Hyperparameter Tuning (Katib)

Using Katib

Currently we are using port-forwarding to access the katib services. kubernetes version 1.9~

kubectl -n kubeflow port-forward svc/katib-ui 8000:80

~1.8

kubectl get pod -n kubeflow  # Find your katib-ui pods
kubectl port-forward -n kubeflow [katib-ui pod] 8000:80 &

Creating a Study Job

You can create Study Job for Katib by defining a StudyJob config file. See random algorithm example.

$ kubectl apply -f random-example.yaml

Running this command will launch a StudyJob. The study job will run a series of training jobs to train models using different hyperparameters and save the results. The configurations for the study (hyper-parameter feasible space, optimization parameter, optimization goal, suggestion algorithm, and so on) are defined in random-example.yaml. In this demo, hyper-parameters are embedded as args. You can embed hyper-parameters in another way (e.g. environment values) by using the template defined in WorkerSpec.GoTemplate.RawTemplate. It is written in go template format.
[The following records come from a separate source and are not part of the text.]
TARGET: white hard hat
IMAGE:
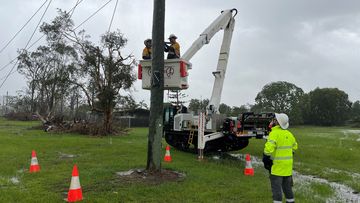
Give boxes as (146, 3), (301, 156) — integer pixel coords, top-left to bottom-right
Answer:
(275, 113), (289, 130)
(169, 34), (177, 39)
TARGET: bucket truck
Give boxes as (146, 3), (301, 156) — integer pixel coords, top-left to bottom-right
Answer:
(139, 9), (274, 156)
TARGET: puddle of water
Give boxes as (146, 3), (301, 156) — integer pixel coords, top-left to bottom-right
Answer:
(229, 154), (360, 203)
(293, 171), (360, 203)
(10, 177), (20, 185)
(342, 130), (360, 135)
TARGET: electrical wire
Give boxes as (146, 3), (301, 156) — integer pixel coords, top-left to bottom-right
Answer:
(0, 0), (48, 54)
(108, 0), (119, 32)
(0, 0), (112, 88)
(0, 0), (52, 88)
(74, 0), (112, 30)
(0, 0), (83, 73)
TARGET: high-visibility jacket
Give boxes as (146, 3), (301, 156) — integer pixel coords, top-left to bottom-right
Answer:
(143, 47), (151, 59)
(264, 125), (298, 176)
(167, 42), (180, 59)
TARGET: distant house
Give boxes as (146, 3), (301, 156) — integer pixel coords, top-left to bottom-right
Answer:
(113, 109), (150, 128)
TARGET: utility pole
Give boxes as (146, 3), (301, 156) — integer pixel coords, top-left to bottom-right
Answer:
(146, 0), (165, 173)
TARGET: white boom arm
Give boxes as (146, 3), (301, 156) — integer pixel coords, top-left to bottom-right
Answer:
(182, 9), (237, 115)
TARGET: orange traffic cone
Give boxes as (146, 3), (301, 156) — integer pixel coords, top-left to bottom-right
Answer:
(29, 150), (40, 173)
(244, 154), (254, 176)
(66, 164), (83, 202)
(164, 145), (171, 162)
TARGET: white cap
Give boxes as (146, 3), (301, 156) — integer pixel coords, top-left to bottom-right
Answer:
(169, 34), (177, 39)
(275, 113), (289, 130)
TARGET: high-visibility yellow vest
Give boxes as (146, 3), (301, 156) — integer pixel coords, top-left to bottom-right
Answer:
(264, 125), (298, 176)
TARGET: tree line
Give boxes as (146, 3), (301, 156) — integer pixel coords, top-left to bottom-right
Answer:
(3, 10), (360, 130)
(8, 9), (136, 134)
(189, 81), (360, 126)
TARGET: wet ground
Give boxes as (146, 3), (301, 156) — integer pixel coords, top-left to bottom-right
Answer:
(228, 154), (360, 203)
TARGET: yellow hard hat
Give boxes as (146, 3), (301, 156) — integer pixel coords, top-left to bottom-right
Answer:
(169, 34), (177, 39)
(144, 39), (151, 45)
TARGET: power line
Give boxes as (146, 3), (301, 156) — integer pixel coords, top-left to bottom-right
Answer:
(108, 0), (119, 32)
(0, 0), (52, 88)
(74, 0), (112, 30)
(0, 0), (112, 88)
(0, 0), (83, 73)
(0, 0), (48, 54)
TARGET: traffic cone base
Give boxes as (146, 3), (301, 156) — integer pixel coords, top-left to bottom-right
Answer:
(164, 145), (171, 162)
(66, 165), (83, 202)
(244, 154), (254, 176)
(29, 150), (40, 173)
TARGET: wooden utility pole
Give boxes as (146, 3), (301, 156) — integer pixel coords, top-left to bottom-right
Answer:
(146, 0), (165, 172)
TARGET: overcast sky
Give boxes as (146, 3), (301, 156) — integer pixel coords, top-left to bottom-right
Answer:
(0, 0), (360, 106)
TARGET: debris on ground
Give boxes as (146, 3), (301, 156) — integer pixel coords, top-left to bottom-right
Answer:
(116, 169), (186, 185)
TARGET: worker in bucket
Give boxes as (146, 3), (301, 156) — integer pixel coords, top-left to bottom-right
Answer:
(263, 113), (298, 203)
(165, 34), (180, 59)
(143, 39), (151, 59)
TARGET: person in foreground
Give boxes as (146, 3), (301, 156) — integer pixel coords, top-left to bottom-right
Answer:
(263, 113), (298, 203)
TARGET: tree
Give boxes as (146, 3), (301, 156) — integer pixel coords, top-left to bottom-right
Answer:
(18, 10), (78, 117)
(253, 81), (304, 123)
(305, 88), (351, 126)
(72, 31), (136, 134)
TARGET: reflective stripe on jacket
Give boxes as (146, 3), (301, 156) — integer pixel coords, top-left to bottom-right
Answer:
(143, 47), (151, 59)
(264, 125), (298, 176)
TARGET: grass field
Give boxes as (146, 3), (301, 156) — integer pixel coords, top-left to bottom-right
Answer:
(0, 119), (360, 202)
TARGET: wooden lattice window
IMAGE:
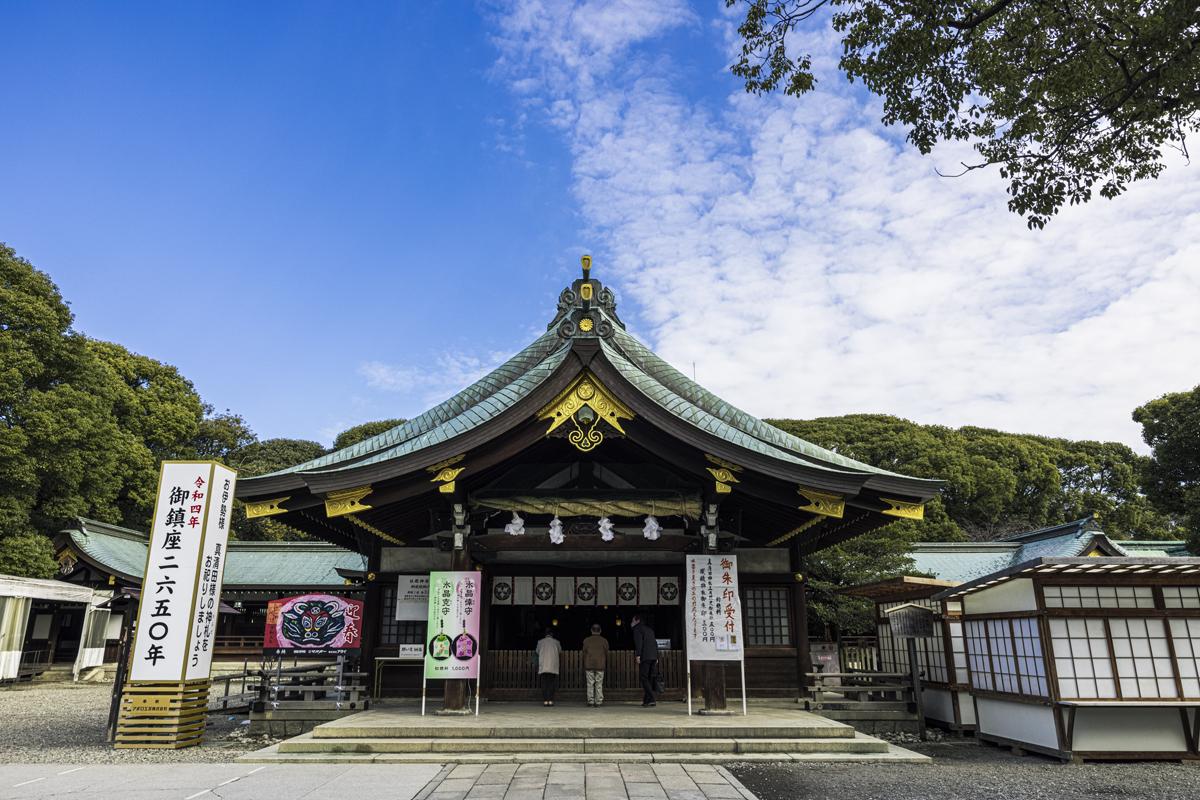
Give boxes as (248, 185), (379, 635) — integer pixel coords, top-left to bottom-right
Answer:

In this demo, 3 hyper parameters * Learning Rate (–lr) - type: double * Number of NN Layer (–num-layers) - type: int * optimizer (–optimizer) - type: categorical are randomly generated.

$ kubectl -n kubeflow get studyjob

Check the study status.

$ kubectl -n kubeflow describe studyjobs random-example
Name:         random-example
Namespace:    kubeflow
Labels:       controller-tools.k8s.io=1.0
Annotations:  kubectl.kubernetes.io/last-applied-configuration={"apiVersion":"kubeflow.org/v1alpha1","kind":"StudyJob","metadata":{"annotations":{},"labels":{"controller-tools.k8s.io":"1.0"},"name":"random-example"...
API Version:  kubeflow.org/v1alpha1
Kind:         StudyJob
Metadata:
  Cluster Name:
  Creation Timestamp:  2018-08-15T01:29:13Z
  Generation:          0
  Resource Version:    173289
  Self Link:           /apis/kubeflow.org/v1alpha1/namespaces/kubeflow/studyjobs/random-example
  UID:                 9e136400-a02a-11e8-b88c-42010af0008b
Spec:
  Study Spec:
    Metricsnames:
      accuracy
    Name:                random-example
    Objectivevaluename:  Validation-accuracy
    Optimizationgoal:    0.98
    Optimizationtype:    maximize
    Owner:               crd
    Parameterconfigs:
      Feasible:
        Max:          0.03
        Min:          0.01
      Name:           --lr
      Parametertype:  double
      Feasible:
        Max:          3
        Min:          2
      Name:           --num-layers
      Parametertype:  int
      Feasible:
        List:
          sgd
          adam
          ftrl
      Name:           --optimizer
      Parametertype:  categorical
  Suggestion Spec:
    Request Number:         3
    Suggestion Algorithm:   random
    Suggestion Parameters:  <nil>
  Worker Spec:
    Command:
      python
      /mxnet/example/image-classification/train_mnist.py
      --batch-size=64
    Image:        katib/mxnet-mnist-example
    Worker Type:  Default
Status:
  Best Objctive Value:          <nil>
  Conditon:                     Running
  Early Stopping Parameter Id:
  Studyid:                      qb397cc06d1f8302
  Suggestion Parameter Id:
  Trials:
    Trialid:  p18ee16163b85678
    Workeridlist:
      Objctive Value:  <nil>
      Conditon:        Running
      Workerid:        td08f74b9939350d
    Trialid:           pb1be3dbe53a5cb0
    Workeridlist:
      Objctive Value:  <nil>
      Conditon:        Running
      Workerid:        p2b23e25cce4092c
    Trialid:           m64209fe0867e91a
    Workeridlist:
      Objctive Value:  <nil>
      Conditon:        Running
      Workerid:        q6258c1ac98a00a5
Events:                <none>

It should start a study and run three jobs with different parameters.

Go to http://localhost:8000/katib to see the result.